The hacker, 28-year-old Fidel Salinas, is reportedly part of the hacker collective known as Anonymous, which last week launched a major cyberattack against the Ku Klux Klan (KKK) following the group’s threats to attack protesters in the stricken town of Ferguson.
But it seems that Salinas involvement with Anonymous was not part of the charges he faced from US authorities.
Salinas had reportedly hacked into the administrative website of Hidalgo County in October with the intent to gain unauthorized access, according to the NY Daily News. He was charged with one count of violating the Computer Fraud and Abuse Act.
In the end however, Salinas opted to accept a plea agreement, and agreed to pay $10,000 (£6,324) in restitution. He also now only faces a year behind bars, because he pleaded guilty to a downgraded charge of a single misdemeanour.

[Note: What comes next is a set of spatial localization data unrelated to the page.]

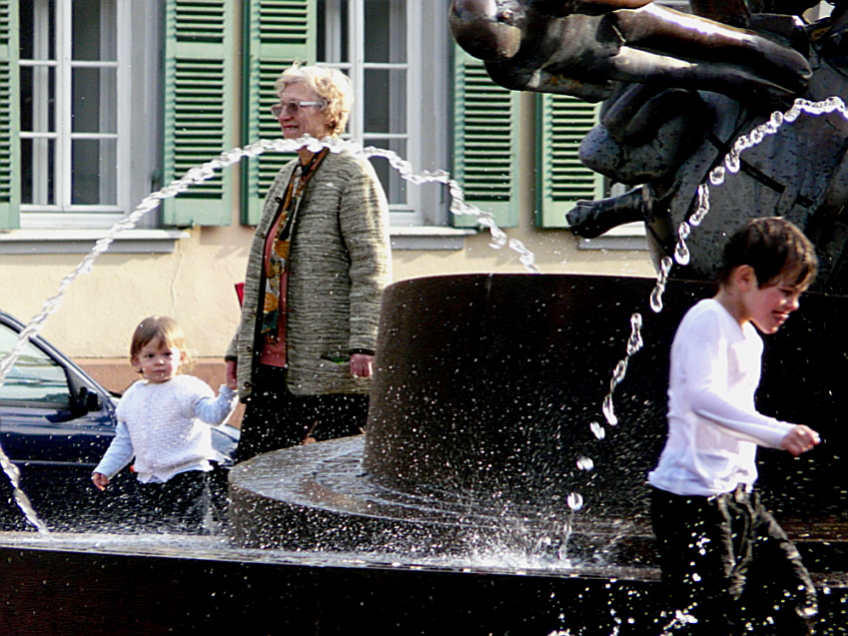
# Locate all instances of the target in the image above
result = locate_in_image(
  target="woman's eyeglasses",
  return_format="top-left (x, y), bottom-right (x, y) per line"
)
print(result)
top-left (270, 101), bottom-right (324, 118)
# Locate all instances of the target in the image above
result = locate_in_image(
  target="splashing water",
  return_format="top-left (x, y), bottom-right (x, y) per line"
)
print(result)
top-left (0, 135), bottom-right (540, 533)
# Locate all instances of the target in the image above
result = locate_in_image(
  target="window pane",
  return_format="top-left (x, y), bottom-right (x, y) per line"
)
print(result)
top-left (21, 138), bottom-right (56, 206)
top-left (73, 0), bottom-right (117, 61)
top-left (364, 69), bottom-right (406, 134)
top-left (364, 0), bottom-right (406, 63)
top-left (368, 138), bottom-right (406, 206)
top-left (72, 67), bottom-right (117, 133)
top-left (317, 0), bottom-right (349, 63)
top-left (0, 325), bottom-right (71, 407)
top-left (19, 0), bottom-right (56, 61)
top-left (72, 139), bottom-right (117, 205)
top-left (20, 66), bottom-right (56, 133)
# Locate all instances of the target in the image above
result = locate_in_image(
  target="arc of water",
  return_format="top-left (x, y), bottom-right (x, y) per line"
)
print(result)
top-left (361, 144), bottom-right (540, 273)
top-left (0, 135), bottom-right (540, 533)
top-left (600, 312), bottom-right (644, 427)
top-left (602, 96), bottom-right (848, 445)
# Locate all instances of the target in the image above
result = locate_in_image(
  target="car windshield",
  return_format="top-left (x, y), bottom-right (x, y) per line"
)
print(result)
top-left (0, 323), bottom-right (71, 407)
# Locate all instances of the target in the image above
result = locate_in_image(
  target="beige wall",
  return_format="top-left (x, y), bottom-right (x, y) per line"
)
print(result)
top-left (4, 219), bottom-right (654, 364)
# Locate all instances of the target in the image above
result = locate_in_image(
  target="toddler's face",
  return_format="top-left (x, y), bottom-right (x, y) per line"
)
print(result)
top-left (132, 337), bottom-right (184, 384)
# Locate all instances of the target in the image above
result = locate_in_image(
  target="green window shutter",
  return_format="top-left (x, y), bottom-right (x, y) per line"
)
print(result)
top-left (536, 94), bottom-right (603, 228)
top-left (451, 47), bottom-right (520, 229)
top-left (0, 0), bottom-right (19, 230)
top-left (242, 0), bottom-right (315, 226)
top-left (162, 0), bottom-right (237, 226)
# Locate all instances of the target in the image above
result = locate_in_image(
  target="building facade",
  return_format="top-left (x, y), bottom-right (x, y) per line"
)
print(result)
top-left (0, 0), bottom-right (653, 385)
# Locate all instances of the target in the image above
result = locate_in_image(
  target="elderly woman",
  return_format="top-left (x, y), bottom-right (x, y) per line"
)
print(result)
top-left (226, 65), bottom-right (392, 462)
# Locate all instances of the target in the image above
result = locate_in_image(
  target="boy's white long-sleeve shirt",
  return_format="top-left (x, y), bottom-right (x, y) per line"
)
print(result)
top-left (648, 299), bottom-right (794, 497)
top-left (94, 375), bottom-right (237, 483)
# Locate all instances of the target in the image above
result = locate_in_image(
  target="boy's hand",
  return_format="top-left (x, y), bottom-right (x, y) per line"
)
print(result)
top-left (92, 472), bottom-right (110, 491)
top-left (780, 425), bottom-right (820, 456)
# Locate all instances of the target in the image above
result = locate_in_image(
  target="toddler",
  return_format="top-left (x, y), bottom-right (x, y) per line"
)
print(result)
top-left (92, 316), bottom-right (237, 533)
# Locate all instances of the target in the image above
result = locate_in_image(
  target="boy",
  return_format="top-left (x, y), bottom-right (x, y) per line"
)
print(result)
top-left (648, 217), bottom-right (820, 635)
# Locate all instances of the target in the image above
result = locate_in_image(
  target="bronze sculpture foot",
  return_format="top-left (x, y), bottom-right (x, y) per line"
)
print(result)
top-left (567, 185), bottom-right (652, 238)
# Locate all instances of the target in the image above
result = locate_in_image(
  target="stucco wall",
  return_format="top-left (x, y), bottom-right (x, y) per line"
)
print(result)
top-left (4, 219), bottom-right (654, 364)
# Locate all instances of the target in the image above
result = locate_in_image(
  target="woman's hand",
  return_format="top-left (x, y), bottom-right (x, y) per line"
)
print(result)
top-left (350, 353), bottom-right (375, 378)
top-left (225, 359), bottom-right (238, 390)
top-left (92, 472), bottom-right (110, 491)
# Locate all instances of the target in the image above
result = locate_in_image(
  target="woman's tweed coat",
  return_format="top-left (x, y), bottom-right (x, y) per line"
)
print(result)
top-left (226, 150), bottom-right (392, 399)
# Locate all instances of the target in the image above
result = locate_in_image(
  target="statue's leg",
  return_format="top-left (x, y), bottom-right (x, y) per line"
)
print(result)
top-left (566, 185), bottom-right (653, 238)
top-left (579, 103), bottom-right (704, 184)
top-left (605, 45), bottom-right (799, 108)
top-left (611, 5), bottom-right (810, 91)
top-left (601, 84), bottom-right (706, 146)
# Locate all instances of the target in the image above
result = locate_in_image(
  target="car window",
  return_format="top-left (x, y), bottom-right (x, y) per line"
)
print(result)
top-left (0, 323), bottom-right (72, 407)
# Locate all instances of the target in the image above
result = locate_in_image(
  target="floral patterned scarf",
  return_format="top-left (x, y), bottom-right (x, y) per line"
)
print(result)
top-left (261, 148), bottom-right (329, 340)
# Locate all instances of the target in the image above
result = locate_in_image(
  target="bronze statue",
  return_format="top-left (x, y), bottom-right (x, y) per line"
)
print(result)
top-left (569, 2), bottom-right (848, 293)
top-left (449, 0), bottom-right (811, 107)
top-left (451, 0), bottom-right (848, 293)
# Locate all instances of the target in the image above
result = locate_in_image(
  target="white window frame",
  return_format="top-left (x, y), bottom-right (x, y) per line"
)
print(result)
top-left (19, 0), bottom-right (131, 230)
top-left (318, 0), bottom-right (425, 226)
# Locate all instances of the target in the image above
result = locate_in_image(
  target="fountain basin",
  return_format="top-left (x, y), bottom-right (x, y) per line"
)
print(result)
top-left (4, 273), bottom-right (848, 632)
top-left (230, 274), bottom-right (848, 575)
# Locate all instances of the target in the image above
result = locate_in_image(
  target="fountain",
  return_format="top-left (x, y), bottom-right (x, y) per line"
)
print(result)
top-left (4, 4), bottom-right (848, 634)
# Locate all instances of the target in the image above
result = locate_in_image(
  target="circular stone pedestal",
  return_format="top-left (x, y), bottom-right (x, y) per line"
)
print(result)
top-left (229, 274), bottom-right (848, 571)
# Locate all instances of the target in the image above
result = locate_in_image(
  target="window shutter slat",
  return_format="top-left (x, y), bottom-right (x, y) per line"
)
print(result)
top-left (537, 94), bottom-right (603, 228)
top-left (242, 0), bottom-right (315, 226)
top-left (451, 47), bottom-right (520, 229)
top-left (162, 0), bottom-right (236, 226)
top-left (0, 0), bottom-right (19, 230)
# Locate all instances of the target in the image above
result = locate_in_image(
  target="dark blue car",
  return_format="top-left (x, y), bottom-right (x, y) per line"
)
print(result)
top-left (0, 311), bottom-right (239, 531)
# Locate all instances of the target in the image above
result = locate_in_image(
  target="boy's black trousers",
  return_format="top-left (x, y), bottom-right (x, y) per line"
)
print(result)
top-left (651, 486), bottom-right (817, 635)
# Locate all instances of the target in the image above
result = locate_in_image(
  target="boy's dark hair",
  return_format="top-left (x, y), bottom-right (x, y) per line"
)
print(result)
top-left (717, 217), bottom-right (818, 288)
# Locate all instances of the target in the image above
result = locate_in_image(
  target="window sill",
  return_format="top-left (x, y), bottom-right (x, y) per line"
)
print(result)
top-left (0, 229), bottom-right (190, 255)
top-left (390, 226), bottom-right (476, 251)
top-left (575, 222), bottom-right (648, 251)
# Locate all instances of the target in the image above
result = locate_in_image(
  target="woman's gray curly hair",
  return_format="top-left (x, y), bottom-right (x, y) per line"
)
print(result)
top-left (275, 64), bottom-right (353, 137)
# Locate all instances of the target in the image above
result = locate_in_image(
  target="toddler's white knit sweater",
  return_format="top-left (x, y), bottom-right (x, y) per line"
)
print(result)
top-left (94, 375), bottom-right (237, 483)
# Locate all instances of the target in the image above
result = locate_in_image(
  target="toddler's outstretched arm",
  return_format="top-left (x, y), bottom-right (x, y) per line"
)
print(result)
top-left (91, 420), bottom-right (134, 489)
top-left (780, 425), bottom-right (820, 457)
top-left (195, 384), bottom-right (238, 425)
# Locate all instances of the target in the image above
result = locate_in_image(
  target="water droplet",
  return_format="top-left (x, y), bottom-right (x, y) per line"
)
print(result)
top-left (576, 456), bottom-right (594, 471)
top-left (567, 493), bottom-right (584, 511)
top-left (602, 394), bottom-right (618, 426)
top-left (674, 241), bottom-right (690, 266)
top-left (725, 152), bottom-right (740, 174)
top-left (709, 165), bottom-right (726, 185)
top-left (649, 286), bottom-right (665, 313)
top-left (589, 421), bottom-right (606, 440)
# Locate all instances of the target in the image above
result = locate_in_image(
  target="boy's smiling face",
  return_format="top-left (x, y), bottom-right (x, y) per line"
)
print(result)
top-left (740, 272), bottom-right (805, 335)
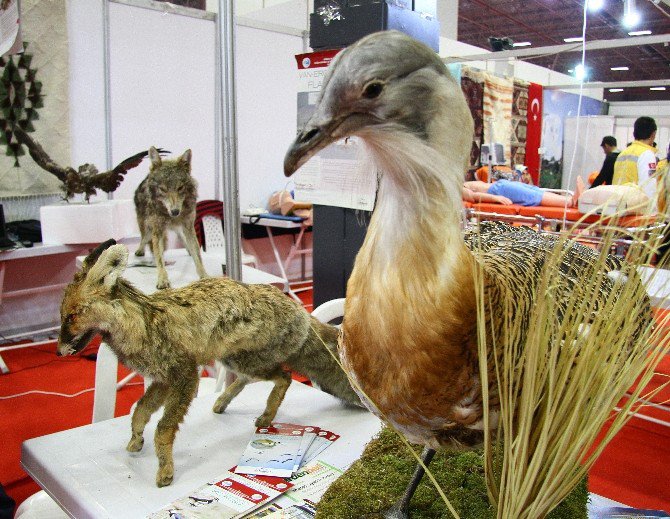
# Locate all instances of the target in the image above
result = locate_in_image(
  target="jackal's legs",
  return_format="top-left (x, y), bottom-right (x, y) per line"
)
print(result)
top-left (127, 381), bottom-right (169, 452)
top-left (135, 218), bottom-right (150, 256)
top-left (212, 375), bottom-right (250, 414)
top-left (154, 371), bottom-right (198, 487)
top-left (179, 224), bottom-right (208, 279)
top-left (151, 231), bottom-right (170, 289)
top-left (255, 369), bottom-right (292, 427)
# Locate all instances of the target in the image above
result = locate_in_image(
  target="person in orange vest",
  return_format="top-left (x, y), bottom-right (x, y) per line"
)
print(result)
top-left (612, 117), bottom-right (658, 211)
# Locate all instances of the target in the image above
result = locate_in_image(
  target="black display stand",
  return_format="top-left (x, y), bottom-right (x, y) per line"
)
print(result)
top-left (312, 205), bottom-right (371, 308)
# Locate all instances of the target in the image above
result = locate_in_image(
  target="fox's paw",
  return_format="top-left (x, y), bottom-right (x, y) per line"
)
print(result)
top-left (134, 248), bottom-right (145, 257)
top-left (156, 278), bottom-right (170, 290)
top-left (127, 436), bottom-right (144, 452)
top-left (212, 401), bottom-right (228, 414)
top-left (156, 464), bottom-right (174, 487)
top-left (254, 413), bottom-right (273, 428)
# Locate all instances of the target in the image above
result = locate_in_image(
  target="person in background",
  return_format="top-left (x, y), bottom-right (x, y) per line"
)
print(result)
top-left (612, 117), bottom-right (658, 208)
top-left (463, 176), bottom-right (584, 207)
top-left (590, 136), bottom-right (619, 188)
top-left (654, 143), bottom-right (670, 265)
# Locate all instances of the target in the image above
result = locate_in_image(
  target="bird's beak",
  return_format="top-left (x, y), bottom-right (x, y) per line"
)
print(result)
top-left (284, 120), bottom-right (338, 177)
top-left (284, 113), bottom-right (379, 177)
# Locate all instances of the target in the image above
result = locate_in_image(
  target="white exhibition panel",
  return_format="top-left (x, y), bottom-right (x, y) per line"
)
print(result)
top-left (108, 2), bottom-right (217, 201)
top-left (66, 0), bottom-right (304, 210)
top-left (562, 115), bottom-right (615, 190)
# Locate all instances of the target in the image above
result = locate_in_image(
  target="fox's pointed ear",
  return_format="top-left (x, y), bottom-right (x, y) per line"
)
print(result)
top-left (86, 244), bottom-right (128, 289)
top-left (179, 149), bottom-right (192, 166)
top-left (149, 146), bottom-right (162, 168)
top-left (82, 239), bottom-right (117, 273)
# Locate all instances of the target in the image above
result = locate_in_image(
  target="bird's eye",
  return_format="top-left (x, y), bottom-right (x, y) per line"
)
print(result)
top-left (362, 81), bottom-right (384, 99)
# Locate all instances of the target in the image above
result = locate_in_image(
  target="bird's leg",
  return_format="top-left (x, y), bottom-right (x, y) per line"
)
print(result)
top-left (383, 447), bottom-right (436, 519)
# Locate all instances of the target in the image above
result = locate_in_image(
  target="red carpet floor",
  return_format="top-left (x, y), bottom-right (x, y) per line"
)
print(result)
top-left (1, 285), bottom-right (668, 515)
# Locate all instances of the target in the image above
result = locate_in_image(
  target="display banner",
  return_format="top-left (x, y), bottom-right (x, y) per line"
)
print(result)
top-left (525, 82), bottom-right (543, 185)
top-left (292, 50), bottom-right (377, 212)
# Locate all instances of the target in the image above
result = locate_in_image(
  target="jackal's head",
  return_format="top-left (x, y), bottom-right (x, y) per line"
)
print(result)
top-left (147, 147), bottom-right (196, 217)
top-left (57, 240), bottom-right (129, 356)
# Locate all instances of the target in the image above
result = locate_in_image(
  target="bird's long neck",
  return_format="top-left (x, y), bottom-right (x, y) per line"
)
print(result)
top-left (354, 125), bottom-right (468, 291)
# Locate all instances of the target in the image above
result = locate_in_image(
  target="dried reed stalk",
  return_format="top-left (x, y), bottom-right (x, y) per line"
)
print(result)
top-left (474, 213), bottom-right (670, 519)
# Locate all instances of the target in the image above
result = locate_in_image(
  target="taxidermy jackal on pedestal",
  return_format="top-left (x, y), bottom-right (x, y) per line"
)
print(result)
top-left (134, 147), bottom-right (206, 289)
top-left (57, 240), bottom-right (361, 487)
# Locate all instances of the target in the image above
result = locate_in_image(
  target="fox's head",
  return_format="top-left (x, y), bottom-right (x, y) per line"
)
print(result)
top-left (147, 147), bottom-right (196, 217)
top-left (57, 240), bottom-right (129, 356)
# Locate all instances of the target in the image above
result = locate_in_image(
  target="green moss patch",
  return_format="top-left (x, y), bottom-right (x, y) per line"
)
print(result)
top-left (316, 427), bottom-right (588, 518)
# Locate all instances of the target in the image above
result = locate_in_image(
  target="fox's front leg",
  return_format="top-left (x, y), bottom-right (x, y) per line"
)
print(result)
top-left (127, 381), bottom-right (169, 452)
top-left (151, 231), bottom-right (170, 289)
top-left (154, 370), bottom-right (198, 487)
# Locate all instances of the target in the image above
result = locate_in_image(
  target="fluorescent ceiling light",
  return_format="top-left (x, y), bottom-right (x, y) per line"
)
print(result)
top-left (587, 0), bottom-right (604, 11)
top-left (609, 88), bottom-right (624, 92)
top-left (512, 41), bottom-right (532, 47)
top-left (564, 37), bottom-right (584, 43)
top-left (650, 87), bottom-right (667, 91)
top-left (610, 66), bottom-right (630, 71)
top-left (628, 30), bottom-right (651, 36)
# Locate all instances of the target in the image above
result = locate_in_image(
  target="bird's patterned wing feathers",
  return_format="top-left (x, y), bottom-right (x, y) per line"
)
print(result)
top-left (11, 125), bottom-right (69, 181)
top-left (94, 148), bottom-right (171, 193)
top-left (463, 221), bottom-right (647, 332)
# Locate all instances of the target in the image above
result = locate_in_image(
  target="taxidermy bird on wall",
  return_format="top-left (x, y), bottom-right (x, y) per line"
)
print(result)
top-left (11, 124), bottom-right (168, 201)
top-left (284, 31), bottom-right (662, 518)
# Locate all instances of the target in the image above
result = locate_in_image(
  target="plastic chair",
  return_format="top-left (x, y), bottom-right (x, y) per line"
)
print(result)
top-left (310, 298), bottom-right (345, 325)
top-left (194, 200), bottom-right (258, 267)
top-left (14, 491), bottom-right (68, 519)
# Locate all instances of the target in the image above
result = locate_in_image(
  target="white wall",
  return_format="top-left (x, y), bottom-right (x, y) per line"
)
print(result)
top-left (67, 0), bottom-right (302, 210)
top-left (608, 101), bottom-right (670, 118)
top-left (235, 25), bottom-right (303, 209)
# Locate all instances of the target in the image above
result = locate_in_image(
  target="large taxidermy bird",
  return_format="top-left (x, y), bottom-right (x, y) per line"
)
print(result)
top-left (11, 125), bottom-right (167, 201)
top-left (284, 31), bottom-right (655, 518)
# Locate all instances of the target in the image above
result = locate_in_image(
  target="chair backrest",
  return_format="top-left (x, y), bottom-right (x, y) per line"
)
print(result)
top-left (194, 200), bottom-right (224, 250)
top-left (201, 215), bottom-right (226, 250)
top-left (311, 298), bottom-right (345, 325)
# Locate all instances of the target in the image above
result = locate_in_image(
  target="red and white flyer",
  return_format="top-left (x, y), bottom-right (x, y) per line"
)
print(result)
top-left (147, 470), bottom-right (294, 519)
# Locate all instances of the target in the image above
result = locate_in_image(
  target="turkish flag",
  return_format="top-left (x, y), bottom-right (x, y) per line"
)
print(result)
top-left (526, 83), bottom-right (543, 185)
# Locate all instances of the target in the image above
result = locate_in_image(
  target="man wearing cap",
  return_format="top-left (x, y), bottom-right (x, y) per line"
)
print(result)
top-left (613, 116), bottom-right (658, 209)
top-left (589, 136), bottom-right (619, 188)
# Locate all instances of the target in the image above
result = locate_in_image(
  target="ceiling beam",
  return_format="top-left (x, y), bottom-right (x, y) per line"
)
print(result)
top-left (442, 33), bottom-right (670, 63)
top-left (544, 79), bottom-right (670, 89)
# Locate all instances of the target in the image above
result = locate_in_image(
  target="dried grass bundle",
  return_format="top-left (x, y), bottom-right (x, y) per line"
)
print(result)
top-left (473, 214), bottom-right (670, 519)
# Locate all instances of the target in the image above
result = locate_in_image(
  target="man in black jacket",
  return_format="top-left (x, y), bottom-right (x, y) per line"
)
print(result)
top-left (590, 136), bottom-right (619, 188)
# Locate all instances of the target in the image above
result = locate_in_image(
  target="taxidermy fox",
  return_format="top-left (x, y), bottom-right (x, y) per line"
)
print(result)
top-left (134, 147), bottom-right (206, 289)
top-left (57, 240), bottom-right (361, 487)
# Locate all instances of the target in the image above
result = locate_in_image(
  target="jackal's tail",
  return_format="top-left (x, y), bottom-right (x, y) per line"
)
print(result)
top-left (289, 317), bottom-right (362, 408)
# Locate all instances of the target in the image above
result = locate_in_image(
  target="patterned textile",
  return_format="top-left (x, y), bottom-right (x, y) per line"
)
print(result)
top-left (461, 67), bottom-right (485, 172)
top-left (154, 0), bottom-right (206, 9)
top-left (483, 74), bottom-right (514, 165)
top-left (511, 80), bottom-right (529, 169)
top-left (0, 0), bottom-right (69, 197)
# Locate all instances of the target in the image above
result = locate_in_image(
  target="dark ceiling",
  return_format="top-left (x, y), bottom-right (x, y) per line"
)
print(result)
top-left (457, 0), bottom-right (670, 102)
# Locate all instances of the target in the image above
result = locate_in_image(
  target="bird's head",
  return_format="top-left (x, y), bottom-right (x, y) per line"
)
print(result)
top-left (284, 30), bottom-right (472, 177)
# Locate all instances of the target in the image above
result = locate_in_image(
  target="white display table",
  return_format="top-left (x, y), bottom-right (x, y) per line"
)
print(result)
top-left (21, 382), bottom-right (382, 519)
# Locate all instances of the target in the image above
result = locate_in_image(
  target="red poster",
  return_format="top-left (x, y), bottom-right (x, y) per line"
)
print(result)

He had been accused of making more than 14,000 attempts to access the county website and several attempts to cyberstalk an unnamed victim.
But his lawyer is not happy, and alleges that US federal prosecutors threw the extra charges at him in an attempt to intimidate the hacker into an unfavourable plea or to damage his reputation.
“The more I looked at this, the more it seemed like an archetypal example of the Department of Justice’s prosecutorial abuse when it comes to computer crime,” Salinas’ defence attorney, Tor Ekeland, told Wired.
“It shows how aggressive they are, and how they seek to destroy your reputation in the press even when the charges are completely, fricking garbage,” he reportedly said.
Meanwhile on this side of the Atlantic, the co-founder of the Pirate Bay Gottfrid Svartholm Warg was sentenced to more time in prison in October, after a Danish court found him and a Danish co-defendant guilty of hacking.